Tackling methane emissions is seen as a key way of controlling climate change in the short term, as its warming potential is 100 times that of carbon dioxide. It also dissipates within years from the atmosphere, compared with CO2 lasting up to 1,000 years. That means reducing methane emissions can have a rapid impact in slowing global warming.
China has not joined a global pact signed by more than 150 countries to cut their methane output 30% by 2030.
While China’s plan does not include targets for reducing methane, it does envision capturing and using more of those emissions as fuel.
It says it will aim to use 6 billion cubic metres (7.9 million cubic yards) of methane gas released from coal mines by 2025, and will aim for collecting what it describes as an “international advanced level” of these emissions from oilfields by 2030.

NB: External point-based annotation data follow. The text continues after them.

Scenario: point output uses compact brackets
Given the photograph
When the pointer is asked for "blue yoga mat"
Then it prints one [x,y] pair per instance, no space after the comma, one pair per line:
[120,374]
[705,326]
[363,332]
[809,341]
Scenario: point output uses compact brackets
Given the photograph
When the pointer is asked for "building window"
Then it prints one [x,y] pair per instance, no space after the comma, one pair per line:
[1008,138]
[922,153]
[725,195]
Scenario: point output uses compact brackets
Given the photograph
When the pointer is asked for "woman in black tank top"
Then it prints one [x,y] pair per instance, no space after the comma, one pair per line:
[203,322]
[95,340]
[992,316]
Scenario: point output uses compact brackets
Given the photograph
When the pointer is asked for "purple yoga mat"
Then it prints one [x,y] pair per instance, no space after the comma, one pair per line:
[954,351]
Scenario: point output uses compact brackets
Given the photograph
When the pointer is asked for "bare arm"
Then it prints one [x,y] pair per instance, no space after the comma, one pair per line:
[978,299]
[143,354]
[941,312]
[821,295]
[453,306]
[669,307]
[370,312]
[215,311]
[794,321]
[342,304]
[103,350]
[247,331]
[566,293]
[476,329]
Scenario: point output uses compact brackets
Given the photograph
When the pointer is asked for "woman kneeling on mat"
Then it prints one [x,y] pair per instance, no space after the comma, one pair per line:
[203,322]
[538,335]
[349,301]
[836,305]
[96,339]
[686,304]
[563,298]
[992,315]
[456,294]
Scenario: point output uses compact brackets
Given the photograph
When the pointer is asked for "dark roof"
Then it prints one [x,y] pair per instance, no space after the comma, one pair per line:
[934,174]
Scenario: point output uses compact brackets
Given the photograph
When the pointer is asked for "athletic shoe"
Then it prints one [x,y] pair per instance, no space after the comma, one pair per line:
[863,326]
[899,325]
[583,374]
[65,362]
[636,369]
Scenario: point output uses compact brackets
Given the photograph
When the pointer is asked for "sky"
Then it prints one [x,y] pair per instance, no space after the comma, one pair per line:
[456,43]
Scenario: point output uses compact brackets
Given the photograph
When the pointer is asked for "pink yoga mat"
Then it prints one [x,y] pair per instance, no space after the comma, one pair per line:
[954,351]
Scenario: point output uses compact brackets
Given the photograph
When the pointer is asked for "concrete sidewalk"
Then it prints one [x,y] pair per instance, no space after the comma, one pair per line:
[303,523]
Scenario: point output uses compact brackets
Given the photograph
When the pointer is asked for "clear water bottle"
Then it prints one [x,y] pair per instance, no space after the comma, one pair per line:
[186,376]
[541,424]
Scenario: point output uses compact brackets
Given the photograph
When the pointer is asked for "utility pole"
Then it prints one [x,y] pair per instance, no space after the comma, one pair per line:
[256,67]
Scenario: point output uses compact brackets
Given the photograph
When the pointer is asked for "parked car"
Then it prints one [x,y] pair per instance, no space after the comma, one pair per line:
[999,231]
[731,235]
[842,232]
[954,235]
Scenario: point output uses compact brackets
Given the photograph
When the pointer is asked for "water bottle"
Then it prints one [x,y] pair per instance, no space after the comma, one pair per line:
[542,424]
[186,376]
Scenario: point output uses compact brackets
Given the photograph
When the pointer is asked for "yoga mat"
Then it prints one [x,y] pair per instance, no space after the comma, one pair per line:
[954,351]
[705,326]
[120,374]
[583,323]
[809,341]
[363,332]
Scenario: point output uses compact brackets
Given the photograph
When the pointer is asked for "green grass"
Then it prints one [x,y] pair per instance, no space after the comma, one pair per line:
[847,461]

China’s methane plans have been a key part of negotiations with the United States to find common ground ahead of COP28, with the Chinese climate envoy Xie Zhenhua meeting this week with U.S. counterpart John Kerry in California.
The State Department did not immediately respond to a request for comment on the plan.
Climate analyst Li Shuo, incoming director of the China Climate Hub at the Asia Society, told Reuters that the plan’s release potentially “paves the way” for a joint statement from the world’s two largest greenhouse gas emitters in coming weeks.